One of last year’s research columns bemoaned the fact that only four out of 119 alfalfa varieties registered in Canada between 2012 and 2022 had been developed in Canada. The rest were from China, Australia or the U.S.

Since then, the CFIA has approved nine more varieties originating from Washington, Wisconsin, Idaho or California. These latest varieties have all been selected for yield and resistance to a variety of biotic (living) threats posed by insects, worms, bacteria and fungi. Two of them have been selected for winterhardiness, but none mention any selection for resistance to other environmental threats like flood or drought. Several of them had been tested in Minnesota, Wisconsin, Washington and Idaho, but as far as I could tell, none had been evaluated in Canada before being registered.

Anyone who’s purchased breeding stock from another region, then watched them shrivel up, lose condition, fail to rebreed and fall out of your herd understands the importance of developing genetics to match the environment they’re expected to work in.
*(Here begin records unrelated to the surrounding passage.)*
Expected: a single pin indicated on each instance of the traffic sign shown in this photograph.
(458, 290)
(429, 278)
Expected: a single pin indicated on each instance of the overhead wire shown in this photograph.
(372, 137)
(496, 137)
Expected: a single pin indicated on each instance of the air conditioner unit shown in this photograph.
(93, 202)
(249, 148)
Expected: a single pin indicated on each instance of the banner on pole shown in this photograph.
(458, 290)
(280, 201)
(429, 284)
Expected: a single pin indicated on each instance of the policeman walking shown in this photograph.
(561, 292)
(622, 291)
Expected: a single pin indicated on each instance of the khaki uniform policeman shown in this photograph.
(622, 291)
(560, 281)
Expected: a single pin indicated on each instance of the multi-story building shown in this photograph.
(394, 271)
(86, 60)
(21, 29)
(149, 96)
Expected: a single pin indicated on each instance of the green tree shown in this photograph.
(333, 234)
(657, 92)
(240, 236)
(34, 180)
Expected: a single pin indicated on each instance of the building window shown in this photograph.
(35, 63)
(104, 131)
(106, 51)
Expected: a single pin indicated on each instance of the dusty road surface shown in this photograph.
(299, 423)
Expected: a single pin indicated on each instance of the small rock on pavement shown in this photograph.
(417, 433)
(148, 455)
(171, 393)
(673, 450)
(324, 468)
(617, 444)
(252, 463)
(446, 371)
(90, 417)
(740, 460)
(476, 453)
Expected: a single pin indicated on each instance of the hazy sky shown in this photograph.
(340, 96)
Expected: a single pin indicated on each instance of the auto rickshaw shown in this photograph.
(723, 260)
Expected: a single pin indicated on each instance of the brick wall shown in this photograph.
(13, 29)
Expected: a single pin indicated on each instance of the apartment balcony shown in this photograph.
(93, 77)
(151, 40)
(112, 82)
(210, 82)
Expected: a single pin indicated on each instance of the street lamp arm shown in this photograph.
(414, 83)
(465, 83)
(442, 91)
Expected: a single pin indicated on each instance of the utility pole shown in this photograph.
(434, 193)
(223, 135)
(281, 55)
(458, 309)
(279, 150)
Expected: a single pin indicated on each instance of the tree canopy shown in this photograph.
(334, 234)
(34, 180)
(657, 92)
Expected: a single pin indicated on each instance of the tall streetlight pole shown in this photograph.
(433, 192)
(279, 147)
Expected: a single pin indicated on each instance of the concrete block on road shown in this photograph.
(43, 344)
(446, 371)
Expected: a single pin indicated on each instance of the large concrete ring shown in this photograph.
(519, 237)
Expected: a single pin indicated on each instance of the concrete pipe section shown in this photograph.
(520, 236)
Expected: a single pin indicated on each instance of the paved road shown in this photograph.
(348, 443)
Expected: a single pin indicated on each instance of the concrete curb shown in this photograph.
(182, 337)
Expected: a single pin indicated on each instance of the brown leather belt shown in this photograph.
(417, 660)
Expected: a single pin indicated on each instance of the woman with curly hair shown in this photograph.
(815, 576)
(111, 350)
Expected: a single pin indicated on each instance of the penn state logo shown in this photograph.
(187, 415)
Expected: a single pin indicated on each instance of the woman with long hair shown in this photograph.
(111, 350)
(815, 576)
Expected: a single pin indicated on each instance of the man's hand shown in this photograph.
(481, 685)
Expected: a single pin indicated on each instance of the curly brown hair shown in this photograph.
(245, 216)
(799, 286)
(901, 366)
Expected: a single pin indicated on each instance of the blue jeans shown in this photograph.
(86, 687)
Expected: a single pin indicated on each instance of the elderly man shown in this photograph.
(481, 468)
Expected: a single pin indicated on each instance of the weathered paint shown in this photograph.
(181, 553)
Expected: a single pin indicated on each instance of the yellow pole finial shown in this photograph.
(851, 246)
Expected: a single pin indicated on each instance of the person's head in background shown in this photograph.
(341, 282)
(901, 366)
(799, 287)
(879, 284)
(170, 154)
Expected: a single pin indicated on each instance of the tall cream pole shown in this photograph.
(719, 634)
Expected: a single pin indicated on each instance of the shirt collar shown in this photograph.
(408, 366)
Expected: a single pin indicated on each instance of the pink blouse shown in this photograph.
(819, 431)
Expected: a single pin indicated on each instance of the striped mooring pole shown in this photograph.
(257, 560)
The same thing applies to forage crops. With Canada’s best agricultural land being seeded to soybeans, canola, lentils, corn and other high value annual crops, forages need to be able to survive and thrive in poorer quality soils that are often more subject to drought, flooding or both–sometimes in the same year. Can we really expect alfalfa genetics to cope with drought or flood when they’ve never been tested under those conditions?